[Photo Credit: Dominic Episcopo]
I was excited to interview Glenn Lewis for several reasons. Mostly however, I wanted answers — as in why he made us fall in love with him and his music with the 2002 release World Outside My Window, only to have us wait a painstaking 11 years for a satisfying dose of “the voice” and his unique take on life and love that hooked us all in the first damn place. And I’m not even gonna front, I wanted to see those signature dimples up close and personal.
Not 10 minutes into my talk with the Lewis, I realized that he is much more that a fine face and a fierce vocalist. He is an observer, a thinker, a student of life and love. All of these attributes have served Lewis well in the creation of his second album, Moment of Truth. In our hour-long chat Lewis shared that each song is a moment of truth captured, that lends itself to what he’s trying to offer through the music—truthful and real moments, the big and the small. In a world where you’re only as good as your last big hit, and given that it’s been over a decade since his last release, I couldn’t help but wonder just a little to what degree Lewis felt pressure to sell records. But it became crystal clear during my interview that Lewis is right where he should be at this point in time, on track to make his indelible mark on music as only he knows how, all the while striking the perfect balance between achieving success and savoring life’s sweet moments.
[Photo Credit: Whitney Thomas]
VH1: A bit of time has passed since your first album dropped and we all want to know what happened? What took you so long to release another album?
Glenn Lewis: Really, it was inadvertent. I didn’t want to be sitting on the sidelines. But I guess it was a matter of timing. There were a lot of shifts and changes in the business and as a result, with all the success I had at Sony with World Outside My Window, I got around to ’04 and getting ready to put out a new album, the album was completed, it was titled Back for More, but all the people who were instrumental in spearheading the first project — all the key people were gone. So, amicably, Sony and I parted ways in ’04. I’ve been in and out of deals since then, but for one reason or another it was just timing issues, there was a lot of things going on in the business. The downloading thing really affected the game, all this consolidating and downsizing was going on, so it’s a trickle down effect. From what was going on within the labels to even how the labels were doing their business. And so it was one of those things where if you weren’t out the gate a platinum seller from before it was difficult for people to – not that they didn’t show interest – but just to spend that money. They weren’t necessarily able to see their return, and the game is pretty unforgiving. No one really asks much questions of who dropped the ball where, it’s just one of those things where they assume that oh well if it didn’t do this, then what am I supposed to do with that? They just look for the next thing. So it was a little bit of all of those factors but you know, fortunately is the case, I was able to stay busy, people were always interested.
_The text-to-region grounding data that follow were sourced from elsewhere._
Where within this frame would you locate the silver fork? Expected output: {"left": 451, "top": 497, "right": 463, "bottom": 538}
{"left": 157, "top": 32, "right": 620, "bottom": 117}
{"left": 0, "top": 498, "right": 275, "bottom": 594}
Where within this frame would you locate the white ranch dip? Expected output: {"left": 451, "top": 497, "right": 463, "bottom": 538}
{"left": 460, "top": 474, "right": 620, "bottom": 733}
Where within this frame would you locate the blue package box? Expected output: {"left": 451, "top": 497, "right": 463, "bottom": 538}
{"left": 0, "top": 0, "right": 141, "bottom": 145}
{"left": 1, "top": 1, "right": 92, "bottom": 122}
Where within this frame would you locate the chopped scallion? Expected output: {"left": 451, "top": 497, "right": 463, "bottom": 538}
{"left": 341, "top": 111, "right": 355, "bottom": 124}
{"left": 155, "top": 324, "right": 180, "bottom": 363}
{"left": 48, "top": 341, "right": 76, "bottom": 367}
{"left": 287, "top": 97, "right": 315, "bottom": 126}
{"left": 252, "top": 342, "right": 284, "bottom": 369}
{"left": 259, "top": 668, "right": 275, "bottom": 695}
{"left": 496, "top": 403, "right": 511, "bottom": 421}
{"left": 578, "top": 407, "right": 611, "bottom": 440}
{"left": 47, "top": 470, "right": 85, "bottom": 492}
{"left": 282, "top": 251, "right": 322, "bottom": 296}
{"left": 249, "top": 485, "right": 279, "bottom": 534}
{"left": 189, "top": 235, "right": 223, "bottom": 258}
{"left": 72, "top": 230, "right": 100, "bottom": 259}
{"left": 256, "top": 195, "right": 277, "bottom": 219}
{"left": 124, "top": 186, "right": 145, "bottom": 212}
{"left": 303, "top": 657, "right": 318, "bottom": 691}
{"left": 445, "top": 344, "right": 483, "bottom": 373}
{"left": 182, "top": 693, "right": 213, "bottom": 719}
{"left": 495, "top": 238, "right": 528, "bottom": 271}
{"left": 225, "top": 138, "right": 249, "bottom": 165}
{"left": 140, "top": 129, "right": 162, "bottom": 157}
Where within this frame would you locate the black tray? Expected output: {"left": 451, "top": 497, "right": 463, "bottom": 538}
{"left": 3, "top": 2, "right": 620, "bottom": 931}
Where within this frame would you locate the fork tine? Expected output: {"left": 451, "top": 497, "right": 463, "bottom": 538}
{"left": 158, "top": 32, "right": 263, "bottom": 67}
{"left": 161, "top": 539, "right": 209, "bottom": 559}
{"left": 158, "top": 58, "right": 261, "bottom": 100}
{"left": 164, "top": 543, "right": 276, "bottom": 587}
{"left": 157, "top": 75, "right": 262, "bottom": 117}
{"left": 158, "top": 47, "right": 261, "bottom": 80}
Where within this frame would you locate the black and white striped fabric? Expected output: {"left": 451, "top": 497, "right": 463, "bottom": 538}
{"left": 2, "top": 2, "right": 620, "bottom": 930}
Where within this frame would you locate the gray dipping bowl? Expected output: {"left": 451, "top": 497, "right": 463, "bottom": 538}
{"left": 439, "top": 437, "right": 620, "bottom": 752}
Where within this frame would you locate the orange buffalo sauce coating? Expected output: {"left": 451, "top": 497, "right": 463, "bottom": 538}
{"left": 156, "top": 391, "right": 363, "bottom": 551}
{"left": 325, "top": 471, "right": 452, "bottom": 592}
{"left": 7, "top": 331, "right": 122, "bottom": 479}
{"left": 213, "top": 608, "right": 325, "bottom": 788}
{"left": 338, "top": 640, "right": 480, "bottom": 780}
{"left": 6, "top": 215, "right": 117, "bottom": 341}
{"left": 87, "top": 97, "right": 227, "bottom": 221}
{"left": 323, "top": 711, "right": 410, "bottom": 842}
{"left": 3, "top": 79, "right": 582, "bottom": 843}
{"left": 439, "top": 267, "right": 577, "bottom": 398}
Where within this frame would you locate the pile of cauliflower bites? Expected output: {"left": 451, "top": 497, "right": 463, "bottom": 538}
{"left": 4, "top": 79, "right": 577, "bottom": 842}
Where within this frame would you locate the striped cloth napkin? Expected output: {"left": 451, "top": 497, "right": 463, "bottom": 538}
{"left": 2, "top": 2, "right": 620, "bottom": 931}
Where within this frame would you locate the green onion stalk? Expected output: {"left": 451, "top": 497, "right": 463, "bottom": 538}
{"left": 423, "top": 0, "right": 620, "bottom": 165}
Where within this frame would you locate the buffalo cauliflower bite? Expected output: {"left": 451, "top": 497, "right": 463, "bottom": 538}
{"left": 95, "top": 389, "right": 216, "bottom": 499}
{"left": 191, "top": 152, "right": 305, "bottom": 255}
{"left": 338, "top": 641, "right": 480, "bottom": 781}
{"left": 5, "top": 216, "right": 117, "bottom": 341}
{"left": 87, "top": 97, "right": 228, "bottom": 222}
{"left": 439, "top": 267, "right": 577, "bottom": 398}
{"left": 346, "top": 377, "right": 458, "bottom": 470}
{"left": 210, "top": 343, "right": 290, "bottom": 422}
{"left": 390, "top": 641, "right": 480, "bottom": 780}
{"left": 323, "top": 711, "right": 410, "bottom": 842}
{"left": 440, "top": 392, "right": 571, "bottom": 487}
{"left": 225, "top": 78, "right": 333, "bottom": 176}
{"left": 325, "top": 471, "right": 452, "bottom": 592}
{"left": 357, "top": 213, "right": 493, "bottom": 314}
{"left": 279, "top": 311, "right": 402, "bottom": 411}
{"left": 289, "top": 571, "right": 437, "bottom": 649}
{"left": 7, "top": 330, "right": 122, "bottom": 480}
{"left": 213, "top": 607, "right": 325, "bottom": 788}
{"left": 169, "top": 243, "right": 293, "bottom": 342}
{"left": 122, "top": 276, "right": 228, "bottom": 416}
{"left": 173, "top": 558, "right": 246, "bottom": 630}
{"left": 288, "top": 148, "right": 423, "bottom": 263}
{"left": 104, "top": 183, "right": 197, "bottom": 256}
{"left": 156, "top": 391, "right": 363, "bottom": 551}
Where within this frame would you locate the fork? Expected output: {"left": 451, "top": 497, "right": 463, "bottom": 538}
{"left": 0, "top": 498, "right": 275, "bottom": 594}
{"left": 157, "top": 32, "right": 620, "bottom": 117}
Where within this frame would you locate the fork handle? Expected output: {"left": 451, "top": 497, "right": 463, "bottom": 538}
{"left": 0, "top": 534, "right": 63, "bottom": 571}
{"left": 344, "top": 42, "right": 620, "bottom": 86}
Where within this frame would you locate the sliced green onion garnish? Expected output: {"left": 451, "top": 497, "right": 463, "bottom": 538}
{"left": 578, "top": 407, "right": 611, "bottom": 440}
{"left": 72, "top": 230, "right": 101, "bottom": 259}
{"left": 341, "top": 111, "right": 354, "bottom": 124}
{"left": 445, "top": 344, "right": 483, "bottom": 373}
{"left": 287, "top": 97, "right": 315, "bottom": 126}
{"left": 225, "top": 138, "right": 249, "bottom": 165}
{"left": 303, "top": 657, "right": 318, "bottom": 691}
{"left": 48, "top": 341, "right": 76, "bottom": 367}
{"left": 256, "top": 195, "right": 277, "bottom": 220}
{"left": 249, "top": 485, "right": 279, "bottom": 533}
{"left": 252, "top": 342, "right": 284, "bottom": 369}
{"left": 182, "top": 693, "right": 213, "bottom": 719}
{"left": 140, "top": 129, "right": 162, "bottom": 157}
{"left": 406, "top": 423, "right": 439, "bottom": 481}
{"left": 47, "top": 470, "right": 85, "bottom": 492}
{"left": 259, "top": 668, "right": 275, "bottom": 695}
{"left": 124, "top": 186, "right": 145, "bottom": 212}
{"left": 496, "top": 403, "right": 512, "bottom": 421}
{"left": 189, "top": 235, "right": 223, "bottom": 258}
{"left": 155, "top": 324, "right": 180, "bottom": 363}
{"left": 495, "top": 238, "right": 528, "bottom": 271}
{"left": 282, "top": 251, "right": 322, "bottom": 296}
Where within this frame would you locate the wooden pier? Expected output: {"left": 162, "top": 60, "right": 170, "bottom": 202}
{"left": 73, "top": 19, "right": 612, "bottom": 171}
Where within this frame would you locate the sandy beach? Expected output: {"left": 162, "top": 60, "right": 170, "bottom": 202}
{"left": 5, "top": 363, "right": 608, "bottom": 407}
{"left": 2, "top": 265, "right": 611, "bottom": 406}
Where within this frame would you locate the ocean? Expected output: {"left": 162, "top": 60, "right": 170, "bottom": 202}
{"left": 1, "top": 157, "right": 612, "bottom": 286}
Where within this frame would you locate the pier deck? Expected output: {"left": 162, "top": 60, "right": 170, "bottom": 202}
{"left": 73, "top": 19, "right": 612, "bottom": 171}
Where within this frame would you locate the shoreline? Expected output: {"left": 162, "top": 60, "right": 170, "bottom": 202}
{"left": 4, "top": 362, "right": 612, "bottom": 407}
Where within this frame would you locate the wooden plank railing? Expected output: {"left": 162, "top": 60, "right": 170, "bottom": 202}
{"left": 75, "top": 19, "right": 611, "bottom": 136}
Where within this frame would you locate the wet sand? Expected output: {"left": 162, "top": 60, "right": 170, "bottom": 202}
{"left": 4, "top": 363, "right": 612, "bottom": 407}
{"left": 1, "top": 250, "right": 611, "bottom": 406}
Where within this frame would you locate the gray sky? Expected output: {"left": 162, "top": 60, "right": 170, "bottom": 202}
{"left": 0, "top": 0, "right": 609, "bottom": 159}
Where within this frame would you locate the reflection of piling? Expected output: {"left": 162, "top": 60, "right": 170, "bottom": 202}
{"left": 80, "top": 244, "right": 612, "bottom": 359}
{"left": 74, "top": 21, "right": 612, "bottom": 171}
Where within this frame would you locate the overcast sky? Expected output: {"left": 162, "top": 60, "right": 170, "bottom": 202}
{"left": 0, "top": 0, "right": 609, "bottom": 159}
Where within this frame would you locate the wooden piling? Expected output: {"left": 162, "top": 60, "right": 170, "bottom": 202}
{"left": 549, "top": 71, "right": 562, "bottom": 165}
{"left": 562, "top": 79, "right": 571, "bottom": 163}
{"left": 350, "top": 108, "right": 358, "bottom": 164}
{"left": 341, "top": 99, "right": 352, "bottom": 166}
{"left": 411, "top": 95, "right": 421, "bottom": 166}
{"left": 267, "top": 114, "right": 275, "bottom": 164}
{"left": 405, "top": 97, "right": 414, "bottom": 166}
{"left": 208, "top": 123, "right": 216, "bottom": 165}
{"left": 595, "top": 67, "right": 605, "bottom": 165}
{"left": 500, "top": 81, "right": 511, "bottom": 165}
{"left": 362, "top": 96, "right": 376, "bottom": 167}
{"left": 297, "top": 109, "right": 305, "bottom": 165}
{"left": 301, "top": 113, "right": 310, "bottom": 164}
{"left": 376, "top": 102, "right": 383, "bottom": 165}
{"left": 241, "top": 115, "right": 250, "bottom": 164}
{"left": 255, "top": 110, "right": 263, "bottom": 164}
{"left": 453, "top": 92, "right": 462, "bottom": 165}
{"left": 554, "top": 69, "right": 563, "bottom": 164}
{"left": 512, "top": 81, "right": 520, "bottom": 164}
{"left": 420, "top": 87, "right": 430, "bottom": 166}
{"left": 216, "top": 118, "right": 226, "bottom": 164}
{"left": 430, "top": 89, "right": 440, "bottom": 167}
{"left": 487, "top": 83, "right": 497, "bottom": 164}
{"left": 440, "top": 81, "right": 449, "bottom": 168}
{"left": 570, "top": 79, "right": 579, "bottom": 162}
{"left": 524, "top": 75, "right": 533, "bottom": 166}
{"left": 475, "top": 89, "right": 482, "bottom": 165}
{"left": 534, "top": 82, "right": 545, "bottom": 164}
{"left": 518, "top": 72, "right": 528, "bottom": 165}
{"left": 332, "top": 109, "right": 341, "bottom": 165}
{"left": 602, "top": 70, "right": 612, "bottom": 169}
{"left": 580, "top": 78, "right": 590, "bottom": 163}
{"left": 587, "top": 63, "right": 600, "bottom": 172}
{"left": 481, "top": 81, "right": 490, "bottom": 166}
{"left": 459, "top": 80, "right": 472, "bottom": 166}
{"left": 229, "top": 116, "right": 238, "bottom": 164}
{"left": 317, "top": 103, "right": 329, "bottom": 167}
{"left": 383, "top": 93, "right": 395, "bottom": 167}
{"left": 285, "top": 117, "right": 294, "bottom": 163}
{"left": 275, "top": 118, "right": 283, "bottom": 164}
And as of 2013 I ran into the co-founder of Ruffhouse Records while I was recording in Philadelphia, and recently reconnected with my longtime fam, brother and one of the producers that worked on my first album, Vidal Davis, we were just cutting records and Chris [Schwartz] was in and out every now and again and he inquired about what I was doing and said we should be working on an album and basically we started talking about the possibilities of working together, and here I am now.